Berkunjung ke kawasan Gunung Kawi, suasana magisnya sangat terasa. Bau asap dupa tercium di mana-mana. Biasanya masyarakat melakukan pemujaan di pesarehan pada hari Kamis Legi, Jumat Kliwon dan malam Sabtu Suro. Pemujaan dilakukan dengan meletakkan sesaji, membakar dupa, dan bersemedi selama berjam-jam, berhari-hari, bahkan hingga berbulan-bulan. Untuk memasuki pasarean ini, harus melewati tiga gapura dan anak tangga sejauh 750 meter. Di setiap gapura terdapat relief perjuangan Eyang Jugo dan Sujo. Jalan menuju pesarehan merupakan pedestrian yang cukup luas, di kanan-kiri jalan banyak lapak-lapak berjualan aneka kuliner, bunga untuk sesaji dan oleh-oleh khas Gunung Kawi.

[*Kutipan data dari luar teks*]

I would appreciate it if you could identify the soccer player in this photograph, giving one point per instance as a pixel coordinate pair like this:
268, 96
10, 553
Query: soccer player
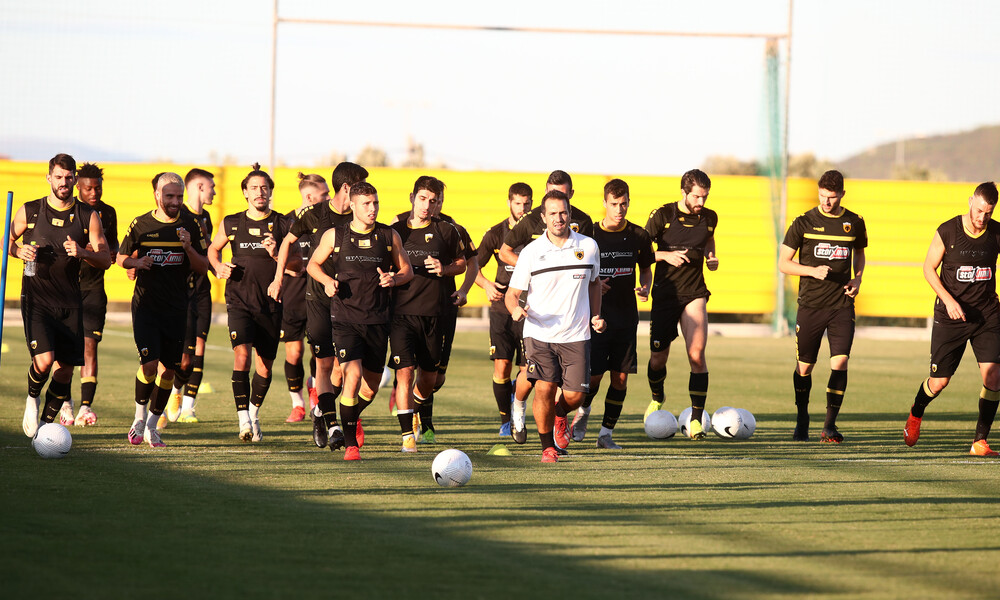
59, 233
363, 255
254, 317
435, 251
313, 223
965, 249
623, 246
559, 271
200, 187
90, 189
684, 233
314, 190
830, 241
505, 333
163, 246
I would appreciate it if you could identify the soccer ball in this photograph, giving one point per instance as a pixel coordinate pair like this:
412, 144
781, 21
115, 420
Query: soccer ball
451, 468
660, 425
748, 424
727, 422
52, 441
685, 418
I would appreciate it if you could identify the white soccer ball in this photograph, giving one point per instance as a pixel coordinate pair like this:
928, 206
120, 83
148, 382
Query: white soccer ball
727, 422
451, 468
660, 425
52, 441
748, 424
685, 419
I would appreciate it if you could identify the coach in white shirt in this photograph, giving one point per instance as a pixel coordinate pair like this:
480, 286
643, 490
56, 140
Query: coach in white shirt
559, 270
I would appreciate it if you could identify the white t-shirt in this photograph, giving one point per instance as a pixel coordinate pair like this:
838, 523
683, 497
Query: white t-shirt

Terlihat juga banyak lapak yang berjualan bibit pohon Dewandaru. Sementara kuliner yang dijual kebanyakan adalah jajanan kuno khas Jawa Timur seperti rujak cingur, lupis, gatot, horok-horok, bledus, dll.

Tidak ada persyaratan khusus untuk berziarah ke tempat ini, hanya membawa bunga sesaji, dan menyisipkan uang secara sukarela. Namun para pezirah yakin, semakin banyak mengeluarkan uang atau sesaji, semakin banyak berkah yang akan didapat. Untuk masuk ke makam keramat, para peziarah bersikap seperti hendak menghadap raja. mereka berjalan dengan lutut. Menurut RM Nanang Yuwono Hadiprojo, keturunan ke-5 RM Imam Sujono. Image bahwa tempat ini sebagai tempat pesugihan adalah tidak beralasan. Tempat pesugihan itu memiliki beberapa kriteria, antara lain, tempatnya menyeramkan, jauh dari pemukiman masyarakat, dan tidak ada tempat ibadah. Sementara di tempat ini, tempatnya tidak menyeramkan, dekat dengan pemukiman masyarakat, dan banyak tempat ibadah.

Sementara di luar makam, terdapat pohon yang dianggap akan mendatangkan keberuntungan. Pohon itulah yang disebut pohon dewandaru, pohon kesabaran. Dari bentuknya, pohon ini mirip pohon ceremai, yang diduga berasal dari negeri Cina. Eyang Jugo dan Eyang Sujo menanam pohon ini sebagai perlambang daerah ini aman. Untuk mendapat keberuntungan, para peziarah menunggu dahan, buah dan daun jatuh dari pohon. Begitu ada yang jatuh, mereka langsung berebut. Namun, untuk mendapatkannya memerlukan kesabaran. Hitungannya bukan hanya, jam, bisa berhari-hari, bahkan berbulan-bulan. Bila harapan mereka terkabul, para peziarah akan datang lagi ke tempat ini untuk melakukan syukuran. Sepeti halnya pada malam Jumat Legi ini, salah seorang peziarah melakukan syukuran dengan menggelar pementasan wayang kulit. Gunung Kawi memang dikenal sebagai tempat untuk mencari pesugihan. Mitos ini diyakini banyak orang, terutama oleh mereka yang sudah merasakan berkahnya. Fact or Myth? Let's prove it!

Tip
*Untuk yang tidak ingin menginap sebaiknya menyewa mobil sendiri dan supirnya dari kota Malang supaya bisa lebih lama dan tidak tergantung dengan ketersediaan angkutan.
*Di area pesarehan banyak guide lokal yang menawarkan jasa, jika Anda merasa tidak membutuhkan tolak dari awal supaya tidak mengikuti Anda terus.
*Oleh-oleh yang dijual bisa ditawar sampai 30% lebih murah. Harga yang Anda dapatkan bergantung pada kepandaian Anda bernegoisasi dengan penjual.
*Sebaiknya jangan memotret di dalam area pesarean dan belilah bunga untuk menghormati meskipun bukan suatu keharusan.